Natacha, la favorite des demoiselles Mélukow, disparut aussitôt avec elles, et se fit apporter dans leur appartement particulier des bouchons, des robes de chambre et toutes sortes de vêtements d’homme, que le laquais passait par l’entre-bâillement de la porte aux jeunes filles déshabillées ; elles les saisissaient vivement de leurs bras nus. Dix minutes plus tard, toute la jeunesse de la maison, également méconnaissable, se joignit aux masques.

Pélaguéïa Danilovna, allant et venant à droite et à gauche, les lunettes sur le nez et un sourire discret sur les lèvres, fit ranger les chaises et préparer le souper et les rafraîchissements pour les maîtres et leur nombreuse suite. Elle regardait chacun à tour de rôle dans le blanc des yeux et ne reconnaissait personne dans cette foule bigarrée, ni les Rostow, ni Dimmler, ni ses filles elles-mêmes, ni aucune partie de leurs costumes.

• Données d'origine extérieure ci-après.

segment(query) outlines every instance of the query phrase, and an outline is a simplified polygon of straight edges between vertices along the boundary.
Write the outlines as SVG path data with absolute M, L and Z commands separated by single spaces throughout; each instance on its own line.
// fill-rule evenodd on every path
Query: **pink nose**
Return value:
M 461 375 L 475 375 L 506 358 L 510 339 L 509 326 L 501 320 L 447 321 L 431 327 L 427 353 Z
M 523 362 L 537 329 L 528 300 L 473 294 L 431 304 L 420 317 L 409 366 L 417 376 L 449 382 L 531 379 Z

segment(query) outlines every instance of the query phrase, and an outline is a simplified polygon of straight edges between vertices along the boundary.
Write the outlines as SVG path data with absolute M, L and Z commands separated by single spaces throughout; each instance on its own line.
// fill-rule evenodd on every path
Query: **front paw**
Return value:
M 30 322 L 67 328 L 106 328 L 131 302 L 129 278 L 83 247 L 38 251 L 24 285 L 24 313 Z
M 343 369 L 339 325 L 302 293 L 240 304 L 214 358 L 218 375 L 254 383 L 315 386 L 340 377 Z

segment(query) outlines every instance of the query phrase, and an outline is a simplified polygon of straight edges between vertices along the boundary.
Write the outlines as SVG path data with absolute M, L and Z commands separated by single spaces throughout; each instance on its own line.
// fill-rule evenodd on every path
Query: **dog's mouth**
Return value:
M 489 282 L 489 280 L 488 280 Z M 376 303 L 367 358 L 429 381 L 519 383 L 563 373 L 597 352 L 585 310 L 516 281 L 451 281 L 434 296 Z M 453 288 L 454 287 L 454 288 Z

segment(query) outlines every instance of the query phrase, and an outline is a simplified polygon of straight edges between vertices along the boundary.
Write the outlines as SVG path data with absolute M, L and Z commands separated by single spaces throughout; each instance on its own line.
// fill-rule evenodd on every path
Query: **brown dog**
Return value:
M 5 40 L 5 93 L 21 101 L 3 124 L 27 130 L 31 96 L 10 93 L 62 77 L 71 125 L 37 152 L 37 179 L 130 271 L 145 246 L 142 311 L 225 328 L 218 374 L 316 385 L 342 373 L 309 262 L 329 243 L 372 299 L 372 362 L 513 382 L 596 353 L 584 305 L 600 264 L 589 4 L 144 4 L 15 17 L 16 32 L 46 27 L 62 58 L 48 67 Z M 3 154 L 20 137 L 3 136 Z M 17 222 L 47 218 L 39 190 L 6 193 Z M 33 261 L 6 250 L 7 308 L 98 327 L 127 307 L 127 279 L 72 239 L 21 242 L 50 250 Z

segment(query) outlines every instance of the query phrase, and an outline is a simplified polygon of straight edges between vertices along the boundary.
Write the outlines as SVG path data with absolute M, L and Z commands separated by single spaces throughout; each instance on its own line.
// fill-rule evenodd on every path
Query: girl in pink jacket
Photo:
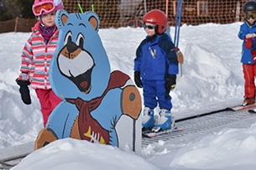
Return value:
M 43 114 L 44 126 L 54 108 L 61 100 L 54 93 L 49 80 L 50 60 L 57 47 L 59 30 L 55 12 L 63 9 L 61 0 L 34 0 L 32 10 L 38 22 L 22 53 L 21 74 L 16 80 L 22 100 L 31 104 L 29 85 L 35 90 Z

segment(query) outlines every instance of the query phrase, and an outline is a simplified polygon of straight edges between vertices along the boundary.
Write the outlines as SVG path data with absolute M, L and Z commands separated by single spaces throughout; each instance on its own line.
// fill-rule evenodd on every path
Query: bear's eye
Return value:
M 84 41 L 85 41 L 85 38 L 81 33 L 79 33 L 77 36 L 77 39 L 76 39 L 76 45 L 80 48 L 80 49 L 83 49 L 84 48 Z
M 64 45 L 66 45 L 67 44 L 71 42 L 72 42 L 72 33 L 71 32 L 68 32 L 65 38 Z

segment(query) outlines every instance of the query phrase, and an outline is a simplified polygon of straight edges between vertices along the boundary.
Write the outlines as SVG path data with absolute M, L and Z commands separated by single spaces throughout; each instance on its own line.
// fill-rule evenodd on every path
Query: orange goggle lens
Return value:
M 36 7 L 34 7 L 34 12 L 37 14 L 41 14 L 42 10 L 45 11 L 46 13 L 53 11 L 55 8 L 55 6 L 53 3 L 44 3 L 42 5 L 39 5 Z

« Et celle-là, qui est-ce ? demanda-t-elle à sa gouvernante, en arrêtant au passage un Tartare de Kazan, qui n’était autre que sa propre fille ! C’est une des Rostow, n’est-ce pas ?… Et vous, monsieur le hussard, de quel régiment êtes-vous ? dit-elle en s’adressant à Natacha… De la « pastila[1] » à cette Turque ! criait-elle au sommelier. Leur religion ne la leur défend pas, n’est-ce pas ? »

À la vue des pas plus ou moins extravagants auxquels se livraient les danseurs sous l’impunité du masque, Pélaguéïa Danilovna ne put s’empêcher plus d’une fois de se cacher le visage dans son mouchoir, et sa puissante personne se laissait violemment secouer par un rire irrésistible, un rire de bonne et vieille matrone, plein de bienveillance et de franche gaieté.

Lorsqu’on en eut fini avec les danses russes et les « horovody[2] », elle rassembla tout son monde, maîtres et domestiques, en un grand rond, leur remit une corde, un anneau et un rouble, et les jeux innocents commencèrent à leur tour.